Perdoem-me a franqueza, mas confesso que não amo este país onde um governante nos faz baixar a cabeça, e não responde à altura com a mesma moeda, diante do menosprezo que os países desenvolvidos do norte expressam em relação ao nosso povo. Abrimos as portas e, como pagamento, eles nos fecham com suas muralhas de cimento e ferro.

Não amo este país onde milhares estão sendo obrigados a furar fronteiras de arames farpados e pular muros com “coiotes”, arriscando suas vidas, porque aqui a sua pátria não cuida de seus filhos e não oferece a oportunidade de um futuro melhor e promissor. Em Portugal e na Europa nossos brasileiros são vistos como candangos.

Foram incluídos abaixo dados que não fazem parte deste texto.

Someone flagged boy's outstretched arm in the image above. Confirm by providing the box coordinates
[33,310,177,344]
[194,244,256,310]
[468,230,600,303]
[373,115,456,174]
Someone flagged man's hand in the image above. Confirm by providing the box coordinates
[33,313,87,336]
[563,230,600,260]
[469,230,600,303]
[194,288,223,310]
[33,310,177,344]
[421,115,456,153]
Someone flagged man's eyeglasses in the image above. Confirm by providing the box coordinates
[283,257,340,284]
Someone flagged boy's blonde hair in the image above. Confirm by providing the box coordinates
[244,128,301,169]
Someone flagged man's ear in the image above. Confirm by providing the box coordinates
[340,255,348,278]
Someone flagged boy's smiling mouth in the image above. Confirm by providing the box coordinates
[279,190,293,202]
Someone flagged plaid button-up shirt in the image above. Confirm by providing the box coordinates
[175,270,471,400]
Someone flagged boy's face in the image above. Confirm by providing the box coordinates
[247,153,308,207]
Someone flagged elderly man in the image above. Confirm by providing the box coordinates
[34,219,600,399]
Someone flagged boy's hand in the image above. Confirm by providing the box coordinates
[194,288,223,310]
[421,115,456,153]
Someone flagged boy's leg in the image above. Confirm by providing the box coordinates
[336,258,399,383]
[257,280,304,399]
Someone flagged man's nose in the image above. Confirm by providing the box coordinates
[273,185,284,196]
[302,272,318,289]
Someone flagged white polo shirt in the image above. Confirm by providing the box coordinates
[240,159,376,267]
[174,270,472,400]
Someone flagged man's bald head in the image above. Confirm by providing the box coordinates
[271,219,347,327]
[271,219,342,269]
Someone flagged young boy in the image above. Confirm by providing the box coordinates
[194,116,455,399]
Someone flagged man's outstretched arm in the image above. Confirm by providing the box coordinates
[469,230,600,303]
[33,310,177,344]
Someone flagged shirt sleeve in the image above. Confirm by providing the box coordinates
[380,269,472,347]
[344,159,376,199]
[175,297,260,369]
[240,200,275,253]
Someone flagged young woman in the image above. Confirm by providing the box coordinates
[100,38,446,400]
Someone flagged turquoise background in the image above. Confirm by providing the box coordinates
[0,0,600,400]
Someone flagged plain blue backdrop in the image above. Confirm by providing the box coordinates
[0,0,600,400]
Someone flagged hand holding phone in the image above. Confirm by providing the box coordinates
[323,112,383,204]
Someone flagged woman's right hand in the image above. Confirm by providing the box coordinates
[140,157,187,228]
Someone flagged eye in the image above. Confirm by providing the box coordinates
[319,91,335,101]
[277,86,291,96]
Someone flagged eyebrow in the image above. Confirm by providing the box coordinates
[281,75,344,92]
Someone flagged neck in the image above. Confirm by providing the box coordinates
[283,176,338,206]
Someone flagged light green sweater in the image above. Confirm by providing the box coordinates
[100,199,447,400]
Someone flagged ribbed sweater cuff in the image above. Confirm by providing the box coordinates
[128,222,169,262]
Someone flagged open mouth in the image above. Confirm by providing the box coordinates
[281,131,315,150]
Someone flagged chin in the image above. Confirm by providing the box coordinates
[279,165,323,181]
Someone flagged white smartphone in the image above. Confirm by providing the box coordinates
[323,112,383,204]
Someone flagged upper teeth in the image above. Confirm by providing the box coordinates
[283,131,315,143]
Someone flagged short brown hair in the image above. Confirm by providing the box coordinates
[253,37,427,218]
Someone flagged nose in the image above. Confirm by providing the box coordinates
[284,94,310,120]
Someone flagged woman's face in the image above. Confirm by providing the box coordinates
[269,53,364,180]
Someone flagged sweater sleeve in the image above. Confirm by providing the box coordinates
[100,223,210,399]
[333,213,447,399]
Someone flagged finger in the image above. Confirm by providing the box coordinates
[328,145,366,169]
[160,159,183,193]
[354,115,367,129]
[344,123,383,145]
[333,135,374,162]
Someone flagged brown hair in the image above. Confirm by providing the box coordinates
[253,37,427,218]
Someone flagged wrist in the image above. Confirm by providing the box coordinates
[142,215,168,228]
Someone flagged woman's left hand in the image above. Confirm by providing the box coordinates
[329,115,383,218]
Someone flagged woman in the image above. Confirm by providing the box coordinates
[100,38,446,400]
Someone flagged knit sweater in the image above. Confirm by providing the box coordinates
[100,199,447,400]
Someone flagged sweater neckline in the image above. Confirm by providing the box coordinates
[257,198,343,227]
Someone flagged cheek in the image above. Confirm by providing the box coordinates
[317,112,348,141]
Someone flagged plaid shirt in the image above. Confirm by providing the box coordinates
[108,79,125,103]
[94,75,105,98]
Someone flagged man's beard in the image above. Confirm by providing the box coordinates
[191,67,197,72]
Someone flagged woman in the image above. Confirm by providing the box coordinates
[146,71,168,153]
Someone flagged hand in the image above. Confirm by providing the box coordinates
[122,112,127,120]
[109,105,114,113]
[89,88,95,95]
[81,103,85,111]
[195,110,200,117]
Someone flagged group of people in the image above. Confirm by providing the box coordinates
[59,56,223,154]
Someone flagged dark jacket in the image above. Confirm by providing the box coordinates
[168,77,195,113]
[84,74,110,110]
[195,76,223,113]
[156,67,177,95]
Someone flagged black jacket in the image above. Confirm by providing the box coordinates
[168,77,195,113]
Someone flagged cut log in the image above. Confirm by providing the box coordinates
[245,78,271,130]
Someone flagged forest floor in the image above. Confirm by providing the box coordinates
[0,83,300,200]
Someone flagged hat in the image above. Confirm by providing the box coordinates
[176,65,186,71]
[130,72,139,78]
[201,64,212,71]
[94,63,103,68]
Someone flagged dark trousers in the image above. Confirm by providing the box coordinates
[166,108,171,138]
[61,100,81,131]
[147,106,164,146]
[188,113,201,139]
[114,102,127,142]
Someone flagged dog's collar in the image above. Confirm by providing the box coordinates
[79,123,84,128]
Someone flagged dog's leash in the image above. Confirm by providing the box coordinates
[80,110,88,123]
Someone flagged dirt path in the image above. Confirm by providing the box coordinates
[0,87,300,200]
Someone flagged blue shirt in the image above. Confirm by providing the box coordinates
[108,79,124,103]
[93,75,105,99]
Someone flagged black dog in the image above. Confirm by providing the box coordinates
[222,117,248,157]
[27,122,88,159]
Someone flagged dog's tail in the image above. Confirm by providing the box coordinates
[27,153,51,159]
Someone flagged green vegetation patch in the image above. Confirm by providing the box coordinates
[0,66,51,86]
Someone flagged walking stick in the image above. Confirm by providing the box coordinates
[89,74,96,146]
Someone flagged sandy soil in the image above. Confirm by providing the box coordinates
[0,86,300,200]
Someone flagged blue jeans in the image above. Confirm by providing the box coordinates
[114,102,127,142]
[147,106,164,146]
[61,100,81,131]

Não amo este país das injustiças sociais onde todos os dias as pessoas clamam e choram diante dos televisores pedindo por justiça porque foram vítimas da violência brutal de policiais ou bandidos. Não amo este país de tantos excluídos de pés no chão convivendo nas imundices dos esgotos por falta de saneamento básico.

Não amo este país onde milhões derramam suas lágrimas nas filas do INSS, nas dos corredores dos hospitais rogando por um atendimento médico, nas dos balcões superlotados dos desempregados pais de famílias e até mesmo dos sofrimentos nas filas dos cadastramentos para montar uma barraquinha no carnaval. Não amo este país tão carente de lideranças onde o povo é quem paga o rombo do déficit fiscal construído ao longo dos anos pela elite política, para se manter no poder e nos oprimir.

Não amo este país dos retrocessos que ameaçam nossa ainda debilitada democracia, querendo impor uma cultura “imperativa” e “patriótica” aos moldes do nazifascismo. Não amo este país onde o nível de educação ainda é um dos piores do mundo, o que nos empurrou também para uma profunda desigualdade social de pobreza e miséria, enquanto a concentração de renda só faz aumentar.

Teria aqui um rosário de razões para me deixar envergonhado, como a contínua degradação do meio ambiente e a intenção de acabar com as reservas indígenas, colocando os nativos das florestas nas cidades, como mendigos e moradores de rua, o que resultaria no extermínio completo de suas culturas,

EU AMO

Sempre procurei defender os meus princípios e condenar os malfeitores que depois de prometer o bem-estar da nação, com lisura e honestidade, deixaram para trás uma terra arrasada, não importando a cor do partido, embora me critiquem como intransigente e aquele que quer impor ideias. Respondo apenas que, contra fatos, não existem argumentos.

Não quer dizer que não ame minha pátria, apesar das mazelas e de ver tanta gente sendo massacrada e aniquilada pelos poderosos. Eu amo este país de tantas belezas naturais, de solo rico de raros minérios e fértil, que poderia estar na linha dos mais desenvolvidos do mundo, com uma qualidade de vida invejável onde todos sentissem orgulho da sua pátria.

Eu amo este país em nome daqueles que lutaram, combateram e derramaram seu sangue em prol de uma nação democrática e mais igualitária onde seus filhos não necessitassem ter que fugir de sua terra. Eu amo este país dos grandes escritores, poetas, artistas, juristas, cientistas e todos aqueles que com seus talentos e bravuras engrandeceram o Brasil lá fora.

Eu amo este país da diversidade cultural e grandiosa, principalmente do Nordeste forte e resistente, mesmo tão explorado ao longo desses cinco séculos. Amo este país do sertanejo simples e valente que ama seu chão e nunca deixou de lutar, apesar das adversidades e das injustiças.

Eu amo este pais do maracatu, do frevo, do forró, do bumba-meu-boi, dos repentistas ligeiros nas palavras, dos cordelistas, dos trovadores, do samba no pé, dos contadores de causos, dos pintores e dos grandes compositores e músicos que deixaram suas marcas aqui e lá fora.

Eu amo este país de mistura ibérica, indígena e africana, todo misturado, que não perde a esperança e a fé de um dia ter um futuro onde todos sonhem juntos e se amem, e não de forma separada e individual, como ainda acontece. Eu amo este país de tantos brasileiros que enfrentaram e ainda enfrentam os opressores preconceituosos, racistas e homofóbicos.